The name ‘Amityville’ has a great reputation in horror. This is mainly down to the popularity of The Amityville Horror (1979) a film based on a book that was based on a true story – or so it is said.
The original film was creepy enough for it to rank up there with the other notorious horror films of the period (such as The Omen and The Exorcist) and even spawn a bunch of sequels, remakes and related titles, the most recent of which being The Amityville Haunting.
This latest creation re-visits the infamous Amityville house (although it doesn’t really – in fact, you never see the house from a distance and so can’t tell if it really is the iconic building) as a new family decides to ignore the books, films and rumours and move in.
What follows is a found footage film that commits a crime of the worst kind – it claims to be ‘real’ footage.
Upon reading the opening titles and misguiding claims you could easily be tricked into thinking that what is about to commence has some potential. Perhaps it’s a documentary with footage of real events at the house? Wouldn’t that be great?
Unfortunately though, it isn’t like that at all.
Instead, what follows is 90 minutes of bad acting, supposedly caught on camcorders, security cameras and mobile phones (although actually shot with high-end equipment) documenting various strange, spooky happenings and various violent deaths – all made possible with the help of low budget CGI.
As the family witness a string alarming incidents without questioning why they choose to remain in the cursed house, you’re likely to question why you’re choosing to continue watching this film.
As the more subtle, and to some extent creepy occurrences build into increasingly unbelievable, fantastical events, the reactions of the characters seem to fizzle out. As they unconvincingly try to show emotions like fear and concern at this life threatening situation, the inconsistency of it all makes you appreciate just how awesome films like Paranormal Activity and The Blair Witch Project are.
It also bugs me that it’s shot so well (using high def cameras and good lighting). If you want to create a convincing found footage film, make it look as crappy as you like. It just adds to that authentic feel (Blair Witch again is an excellent example of this).

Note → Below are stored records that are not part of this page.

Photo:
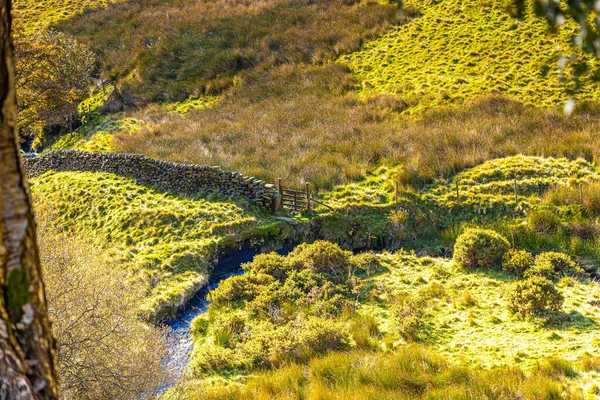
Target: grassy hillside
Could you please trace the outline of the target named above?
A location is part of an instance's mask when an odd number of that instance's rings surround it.
[[[402,166],[382,167],[323,193],[335,212],[320,209],[320,236],[345,248],[403,247],[444,255],[464,226],[484,225],[533,251],[600,257],[598,172],[584,160],[495,159],[433,184],[400,186],[396,204],[395,182],[407,173]]]
[[[206,284],[219,246],[269,223],[243,202],[161,193],[105,173],[45,174],[32,192],[38,216],[91,240],[146,284],[142,311],[152,319],[168,317]]]
[[[518,153],[596,158],[597,106],[581,103],[567,118],[517,102],[560,108],[574,95],[552,59],[570,51],[567,30],[550,36],[542,21],[513,20],[500,2],[405,2],[398,11],[369,1],[142,1],[56,27],[89,44],[104,78],[119,81],[122,104],[112,99],[105,111],[128,109],[58,147],[324,189],[382,165],[403,164],[408,183],[422,183]],[[578,96],[597,97],[596,84],[582,82]]]
[[[57,26],[89,44],[106,76],[127,77],[136,104],[219,94],[247,70],[323,63],[400,19],[393,5],[361,0],[142,0]]]
[[[549,35],[546,22],[532,12],[511,18],[502,0],[405,4],[423,16],[342,57],[360,79],[363,95],[397,94],[411,112],[490,92],[542,107],[598,98],[594,77],[585,76],[575,91],[572,68],[559,71],[559,57],[573,52],[572,25]]]

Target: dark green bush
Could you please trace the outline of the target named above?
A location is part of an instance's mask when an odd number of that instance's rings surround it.
[[[379,257],[372,252],[352,256],[350,258],[350,264],[356,273],[366,274],[367,276],[381,272],[382,270]]]
[[[275,282],[275,278],[267,274],[232,276],[211,291],[207,299],[216,306],[230,302],[249,301],[257,297],[265,286]]]
[[[563,276],[586,276],[586,272],[564,253],[541,253],[535,263],[525,272],[525,276],[543,276],[554,280]]]
[[[345,278],[349,271],[352,253],[342,250],[335,243],[317,240],[312,244],[299,245],[290,253],[289,257],[292,259],[292,263],[300,263],[304,268],[331,277]]]
[[[506,301],[513,314],[525,317],[544,310],[558,311],[564,298],[550,280],[532,276],[511,284]]]
[[[454,244],[454,262],[463,268],[494,268],[502,263],[510,244],[489,229],[466,229]]]
[[[502,270],[521,276],[533,265],[533,262],[534,258],[530,252],[510,249],[502,258]]]
[[[271,275],[275,279],[285,280],[288,273],[292,270],[286,257],[273,252],[268,254],[258,254],[252,262],[243,265],[246,272],[255,274]]]

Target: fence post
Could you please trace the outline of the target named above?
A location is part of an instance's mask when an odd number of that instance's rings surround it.
[[[514,179],[514,186],[515,186],[514,187],[514,191],[515,191],[515,204],[518,204],[519,203],[519,197],[518,197],[518,194],[517,194],[517,179],[516,178]]]
[[[398,192],[400,191],[400,182],[396,181],[396,192],[394,193],[394,201],[398,205]]]
[[[456,184],[456,201],[460,203],[460,190],[458,189],[458,181],[454,182]]]
[[[311,204],[310,204],[310,183],[306,184],[306,211],[310,212],[311,211]]]
[[[271,205],[273,212],[283,209],[283,187],[281,186],[281,178],[277,179],[277,193],[273,195],[273,204]]]
[[[579,204],[583,205],[583,183],[579,182]]]

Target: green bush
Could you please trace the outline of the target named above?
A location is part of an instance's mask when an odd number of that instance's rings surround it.
[[[554,284],[542,276],[514,282],[506,294],[509,310],[521,317],[544,310],[558,311],[563,300]]]
[[[342,250],[335,243],[317,240],[312,244],[303,243],[289,255],[293,263],[301,263],[304,268],[329,276],[346,277],[352,253]]]
[[[221,282],[206,298],[216,306],[229,302],[250,301],[263,291],[264,286],[275,282],[275,278],[267,274],[232,276]]]
[[[287,259],[275,252],[258,254],[252,262],[246,263],[242,267],[246,272],[271,275],[280,281],[285,280],[292,270]]]
[[[563,276],[586,276],[586,272],[564,253],[541,253],[535,263],[525,272],[525,276],[543,276],[554,280]]]
[[[500,266],[510,245],[499,233],[488,229],[467,229],[454,244],[454,262],[463,268]]]
[[[502,258],[502,270],[521,276],[533,265],[533,262],[534,258],[530,252],[510,249]]]

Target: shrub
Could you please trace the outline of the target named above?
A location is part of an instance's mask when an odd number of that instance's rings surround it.
[[[244,264],[243,268],[246,272],[267,274],[278,280],[285,280],[291,270],[286,258],[275,252],[258,254],[252,262]]]
[[[533,255],[525,250],[510,249],[502,258],[502,270],[511,274],[523,275],[533,264]]]
[[[106,254],[39,220],[63,398],[155,397],[173,383],[173,365],[168,365],[173,354],[167,347],[169,331],[138,318],[144,286],[128,280],[126,271],[106,261]]]
[[[514,282],[506,294],[508,308],[521,317],[544,310],[560,309],[563,296],[554,284],[542,276],[532,276],[527,280]]]
[[[543,276],[548,279],[575,275],[585,276],[586,272],[571,257],[564,253],[546,252],[535,258],[535,263],[525,272],[525,276]]]
[[[423,325],[425,301],[422,298],[400,295],[391,304],[391,314],[397,333],[406,341],[418,340]]]
[[[312,244],[303,243],[289,255],[292,262],[299,262],[304,268],[330,276],[346,277],[352,253],[342,250],[335,243],[317,240]]]
[[[357,273],[366,274],[367,276],[381,272],[381,262],[377,254],[361,253],[350,258],[350,264]]]
[[[260,294],[262,286],[275,282],[275,278],[266,274],[232,276],[211,291],[207,299],[217,306],[228,302],[250,301]]]
[[[493,268],[502,263],[510,245],[499,233],[467,229],[454,244],[454,262],[463,268]]]

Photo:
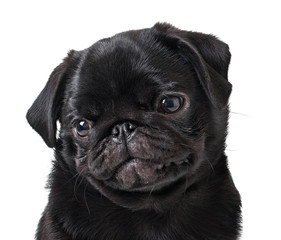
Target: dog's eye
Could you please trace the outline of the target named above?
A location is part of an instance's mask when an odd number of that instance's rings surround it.
[[[76,124],[76,133],[80,137],[86,137],[92,128],[91,123],[85,120],[82,120]]]
[[[160,108],[164,113],[174,113],[178,111],[183,103],[183,98],[170,96],[163,98],[160,102]]]

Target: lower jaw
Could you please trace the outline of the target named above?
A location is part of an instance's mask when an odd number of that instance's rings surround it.
[[[186,176],[176,181],[157,188],[136,188],[134,190],[125,191],[107,186],[105,183],[95,180],[92,176],[88,176],[88,181],[102,195],[111,202],[124,208],[132,210],[150,209],[159,212],[170,209],[184,196],[189,183]]]
[[[147,185],[137,184],[137,186],[131,188],[125,188],[122,186],[122,184],[114,180],[105,181],[103,182],[103,184],[108,186],[109,188],[113,188],[119,191],[141,192],[141,193],[149,193],[151,195],[152,193],[166,191],[166,189],[169,189],[171,186],[176,186],[177,183],[180,182],[181,180],[187,183],[187,174],[188,171],[185,169],[182,170],[181,172],[178,172],[176,176],[170,175],[169,177],[164,177],[163,179],[156,181],[154,183],[150,183]]]

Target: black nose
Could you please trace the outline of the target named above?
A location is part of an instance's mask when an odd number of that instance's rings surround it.
[[[112,129],[112,136],[115,141],[129,140],[134,135],[137,126],[131,122],[117,124]],[[124,139],[125,138],[125,139]]]

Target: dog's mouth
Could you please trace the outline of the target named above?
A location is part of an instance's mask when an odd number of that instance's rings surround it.
[[[109,188],[127,192],[151,192],[168,187],[188,174],[192,160],[189,154],[183,159],[169,162],[128,158],[112,170],[109,179],[97,180]],[[94,178],[94,176],[92,176]]]
[[[126,191],[158,190],[177,181],[187,173],[188,159],[168,163],[132,158],[116,169],[106,181],[110,187]]]
[[[107,179],[88,173],[87,179],[102,195],[117,205],[134,210],[164,210],[180,201],[192,184],[189,179],[194,154],[164,163],[129,158],[113,169]]]

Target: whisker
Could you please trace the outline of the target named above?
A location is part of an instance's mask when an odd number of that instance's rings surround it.
[[[237,150],[237,149],[226,148],[225,151],[228,151],[228,152],[236,152],[236,151],[238,151],[238,150]]]
[[[78,190],[78,188],[81,186],[82,182],[83,182],[83,177],[82,177],[82,173],[83,173],[84,169],[82,169],[82,171],[80,173],[78,173],[78,176],[75,180],[75,183],[74,183],[74,197],[76,198],[76,200],[78,200],[77,196],[76,196],[76,192]],[[78,183],[79,181],[79,178],[80,178],[80,182]],[[78,183],[78,184],[77,184]]]
[[[86,204],[86,207],[87,207],[87,210],[88,210],[88,213],[89,215],[91,215],[91,212],[90,212],[90,208],[89,208],[89,205],[88,205],[88,202],[87,202],[87,199],[86,199],[86,188],[88,186],[88,183],[86,184],[86,186],[84,187],[84,202]]]
[[[188,166],[186,168],[188,168]],[[188,177],[187,177],[187,175],[188,174],[185,175],[185,191],[183,192],[183,197],[185,197],[187,186],[188,186]]]
[[[232,112],[230,111],[230,114],[236,114],[236,115],[240,115],[240,116],[243,116],[243,117],[250,117],[249,115],[247,114],[244,114],[244,113],[238,113],[238,112]]]
[[[152,187],[152,189],[150,190],[149,195],[148,195],[148,198],[150,198],[150,197],[151,197],[151,194],[152,194],[152,192],[153,192],[154,188],[155,188],[155,186],[153,186],[153,187]]]
[[[75,175],[73,175],[71,178],[69,178],[64,184],[64,185],[67,185],[69,182],[71,182],[74,178],[76,178],[77,176],[79,175],[79,173],[76,173]]]
[[[206,158],[206,160],[207,160],[207,162],[209,163],[209,165],[210,165],[210,167],[211,167],[211,169],[212,169],[213,174],[216,175],[216,172],[215,172],[215,169],[214,169],[213,164],[210,162],[210,160],[209,160],[208,158]]]

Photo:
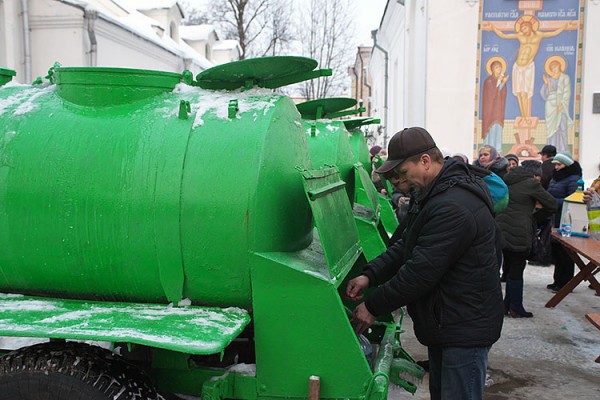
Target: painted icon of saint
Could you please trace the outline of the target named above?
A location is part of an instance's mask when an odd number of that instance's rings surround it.
[[[571,78],[565,73],[567,61],[561,56],[548,57],[542,76],[544,84],[540,95],[544,99],[546,119],[546,143],[556,150],[569,151],[568,132],[573,120],[569,115],[571,102]]]
[[[488,77],[481,95],[481,138],[483,144],[502,151],[502,131],[506,107],[506,61],[499,56],[490,57],[485,65]]]

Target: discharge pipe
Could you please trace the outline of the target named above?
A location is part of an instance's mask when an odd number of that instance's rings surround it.
[[[98,11],[88,6],[83,12],[83,18],[87,22],[87,32],[90,39],[90,67],[95,67],[98,64],[98,40],[96,39]]]

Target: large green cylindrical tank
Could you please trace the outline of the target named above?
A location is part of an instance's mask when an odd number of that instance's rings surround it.
[[[354,155],[348,131],[340,120],[304,120],[313,167],[335,165],[346,182],[350,201],[354,201]]]
[[[348,123],[346,123],[346,127],[348,127]],[[352,154],[354,154],[354,161],[360,162],[365,171],[371,173],[371,156],[364,132],[360,128],[348,129],[348,132],[350,133],[350,146],[352,147]]]
[[[181,78],[57,68],[0,89],[0,291],[247,307],[249,252],[309,245],[291,100]]]

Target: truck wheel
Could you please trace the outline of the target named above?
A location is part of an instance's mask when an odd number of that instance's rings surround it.
[[[5,400],[163,400],[149,378],[111,351],[78,342],[41,343],[0,358]]]

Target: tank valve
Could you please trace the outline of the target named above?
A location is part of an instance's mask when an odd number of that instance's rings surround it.
[[[188,119],[188,113],[192,111],[189,101],[181,100],[179,102],[179,119]]]
[[[238,101],[237,101],[237,99],[229,100],[229,107],[228,107],[227,117],[229,119],[234,119],[237,116],[237,112],[239,110],[240,109],[238,108]]]

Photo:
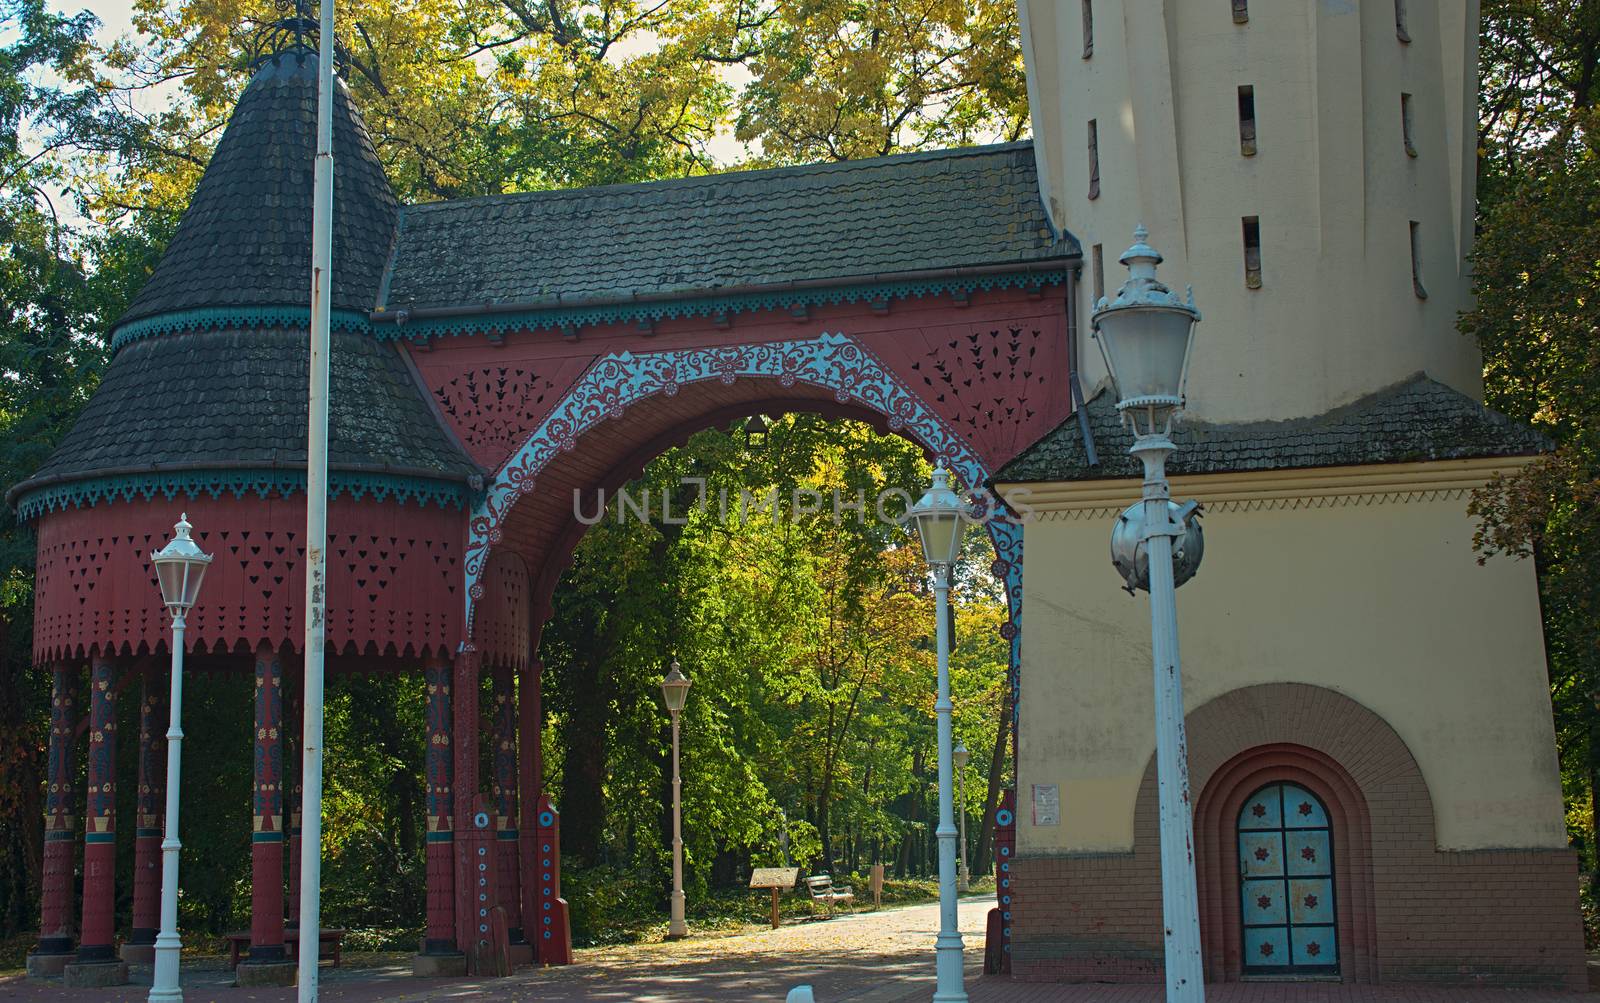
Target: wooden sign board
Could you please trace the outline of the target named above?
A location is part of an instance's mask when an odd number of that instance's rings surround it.
[[[751,888],[793,888],[799,880],[798,867],[757,867],[750,872]]]
[[[772,889],[772,928],[778,928],[778,893],[800,880],[798,867],[757,867],[750,872],[751,888]]]

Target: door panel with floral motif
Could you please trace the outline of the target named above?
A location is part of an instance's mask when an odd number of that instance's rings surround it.
[[[1333,837],[1316,795],[1272,784],[1245,802],[1239,885],[1246,974],[1338,974]]]

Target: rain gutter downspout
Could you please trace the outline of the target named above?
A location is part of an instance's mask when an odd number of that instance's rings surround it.
[[[1083,406],[1083,386],[1078,381],[1078,280],[1082,264],[1072,266],[1065,283],[1067,297],[1067,382],[1072,387],[1072,410],[1078,416],[1078,432],[1083,436],[1083,455],[1089,466],[1098,467],[1100,457],[1094,448],[1094,432],[1089,428],[1089,412]]]

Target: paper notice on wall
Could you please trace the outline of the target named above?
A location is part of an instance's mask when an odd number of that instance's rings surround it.
[[[1055,784],[1033,785],[1033,824],[1061,824],[1061,788]]]

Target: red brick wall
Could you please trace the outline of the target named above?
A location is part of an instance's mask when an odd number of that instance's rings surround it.
[[[1575,856],[1439,852],[1416,761],[1367,708],[1315,686],[1252,686],[1196,709],[1187,730],[1200,791],[1195,847],[1207,979],[1239,977],[1239,809],[1264,784],[1290,780],[1331,816],[1347,980],[1585,984]],[[1161,981],[1156,826],[1152,762],[1135,807],[1134,852],[1017,859],[1015,977]]]

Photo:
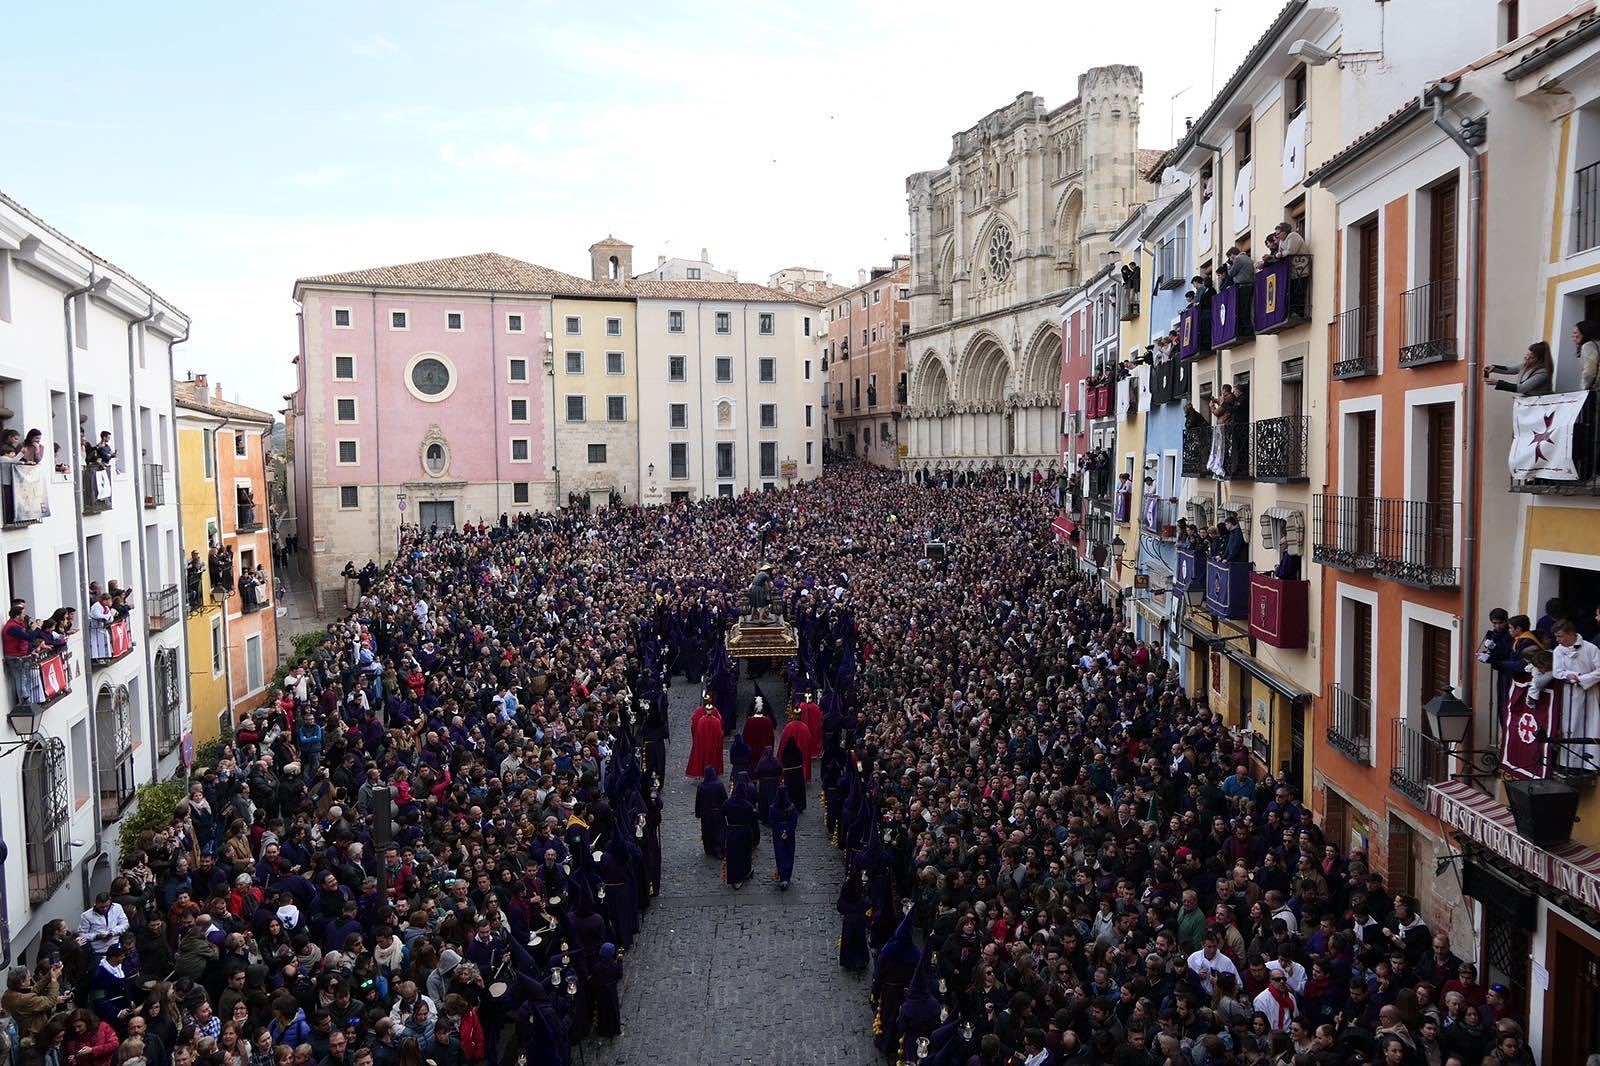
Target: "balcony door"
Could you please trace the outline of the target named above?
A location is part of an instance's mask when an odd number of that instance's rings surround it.
[[[1427,408],[1428,512],[1422,536],[1429,567],[1453,567],[1456,492],[1456,409],[1454,404]],[[1408,539],[1410,539],[1408,537]]]
[[[1361,316],[1361,350],[1371,364],[1378,352],[1378,220],[1369,219],[1356,230],[1356,304]]]
[[[1460,185],[1455,178],[1433,187],[1429,197],[1428,279],[1433,282],[1429,337],[1436,341],[1454,341],[1456,336],[1459,204]]]
[[[1374,527],[1378,514],[1378,413],[1358,411],[1354,416],[1356,553],[1371,559],[1375,550]]]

At no point does The Amityville Haunting seem real and because the film is based on this premise, no amount of CGI blood, crackly sound effects or cliched spooky moments can save it.
In some ways, The Amityville Haunting was unlucky to have caught me on the rebound of another deceptive and disappointing found footage film, Tape 407 (review to follow shortly).
The standard of acting in Amityville is reasonable enough for a low budget horror and I have witnessed a lot worse as far as plot and effects go.
But the fact that it has the gall to ride on the reputation of a horror classic and claim to be ‘real’ scores many minus points in my book.